The clashes prompted uproar from Syrians and other countries who called on the Syrian interim government to hold those responsible for the killings accountable (Omar Haj Kadour/AFP via Getty Images)
Thousands of people are still missing after this month’s sectarian bloodbath in northwest Syria, activists at a Syrian war monitor reported.
The UK-based Syrian Observatory for Human Rights (SOHR) said hundreds of other bodies were still being held in morgues in hospitals in Latakia and elsewhere.
Earlier this month, violent clashes broke out between the interim government’s security forces and loyalists to former president Bashar al-Assad.
But the violence took a sectarian turn, with targeted killings against members of the minority Alawite community to which the Assad family belongs. The executions resulted in hundreds of civilian deaths as thousands fled across the border into northern Lebanon.
The violence prompted uproar from Syrians and other countries, who have urged the Syrian interim government to hold those behind the killings accountable.
The SOHR recorded 62 “massacres” in coastal regions and other provinces, with 1,614 killed between 6 and 20 March.
They include 836 people killed in the Latakia, 503 in Tartus, 262 in Hama and 13 in Homs.
“The violations on the coast did not stop at looting, displacing and massacring the Alawites.
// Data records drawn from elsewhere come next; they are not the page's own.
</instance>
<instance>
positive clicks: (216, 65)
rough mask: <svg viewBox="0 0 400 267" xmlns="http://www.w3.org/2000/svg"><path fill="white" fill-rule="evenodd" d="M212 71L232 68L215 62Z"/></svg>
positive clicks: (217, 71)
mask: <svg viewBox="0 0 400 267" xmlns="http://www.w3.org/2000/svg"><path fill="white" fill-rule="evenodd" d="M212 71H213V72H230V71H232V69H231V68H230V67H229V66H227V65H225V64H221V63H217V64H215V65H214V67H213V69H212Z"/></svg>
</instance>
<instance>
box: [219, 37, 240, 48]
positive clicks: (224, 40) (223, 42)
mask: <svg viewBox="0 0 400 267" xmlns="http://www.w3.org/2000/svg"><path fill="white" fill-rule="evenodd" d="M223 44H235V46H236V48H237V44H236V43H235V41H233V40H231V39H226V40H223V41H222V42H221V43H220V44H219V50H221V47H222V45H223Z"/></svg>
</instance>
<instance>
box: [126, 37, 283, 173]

They extended to even more brutal practices, such as keeping bodies instead of handing them over to their families,” the SOHR said.
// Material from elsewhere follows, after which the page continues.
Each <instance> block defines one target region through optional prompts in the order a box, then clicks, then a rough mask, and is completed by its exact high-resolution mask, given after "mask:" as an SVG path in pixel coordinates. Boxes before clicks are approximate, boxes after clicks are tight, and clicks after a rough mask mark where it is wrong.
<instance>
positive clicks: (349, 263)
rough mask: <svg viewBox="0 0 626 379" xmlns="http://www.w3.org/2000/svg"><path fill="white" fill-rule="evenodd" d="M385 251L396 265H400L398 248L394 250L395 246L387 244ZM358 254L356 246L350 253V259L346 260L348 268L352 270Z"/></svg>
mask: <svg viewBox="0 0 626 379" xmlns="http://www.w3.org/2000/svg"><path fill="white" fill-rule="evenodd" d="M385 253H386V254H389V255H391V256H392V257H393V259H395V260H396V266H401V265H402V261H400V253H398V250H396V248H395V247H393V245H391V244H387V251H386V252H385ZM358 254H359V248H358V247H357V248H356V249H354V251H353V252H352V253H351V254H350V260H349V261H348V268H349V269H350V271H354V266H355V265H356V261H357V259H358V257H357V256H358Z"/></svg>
“In many cases, bodies were gathered into mass graves for burial or even cremation, with no clear understanding of the true purpose behind this – whether to efface the victims’ identities or completely erase their traces. This reflects the scale of the atrocities committed in the region”.
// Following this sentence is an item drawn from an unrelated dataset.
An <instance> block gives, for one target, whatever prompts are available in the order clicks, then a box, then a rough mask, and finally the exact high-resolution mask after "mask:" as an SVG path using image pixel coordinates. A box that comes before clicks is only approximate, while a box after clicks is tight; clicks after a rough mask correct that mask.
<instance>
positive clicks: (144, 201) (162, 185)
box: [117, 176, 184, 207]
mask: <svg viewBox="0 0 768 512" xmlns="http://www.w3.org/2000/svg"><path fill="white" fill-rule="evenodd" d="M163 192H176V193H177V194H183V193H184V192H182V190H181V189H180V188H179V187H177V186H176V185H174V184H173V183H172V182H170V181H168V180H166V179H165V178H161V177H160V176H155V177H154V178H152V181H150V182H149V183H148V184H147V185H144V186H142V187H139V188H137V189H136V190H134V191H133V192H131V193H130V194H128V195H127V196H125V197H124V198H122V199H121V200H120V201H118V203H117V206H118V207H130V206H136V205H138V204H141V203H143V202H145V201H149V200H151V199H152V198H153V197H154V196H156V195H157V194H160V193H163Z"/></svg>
The number of people killed is believed to be higher with many missing persons whose fates remain unknown, and bodies of dead individuals in hospitals in the coastal region who have not yet been received by their families, the observatory added.
It called for the formation of an independent, international investigations committee to probe the killings and called for the protection of civilians and to prevent such incidents from reoccurring.
The government in Damascus had already announced it was investigating the killings, and interim President Ahmed al-Sharaa said foreign powers helped trigger the clashes “to foment unrest and create communal discord,” in an apparent reference to Iran.
Assad was an ally of Tehran, which armed thousands of militants to fight alongside the former regime during Syria’s 13-year civil war. Syria also acted as a main weapons supply route for the Iran-backed Hezbollah militant group in Lebanon.
The fall of Assad’s regime dealt a heavy blow to Iran’s influence in the region, as well as to Hezbollah, which had already come out battered by the war with Israel last year.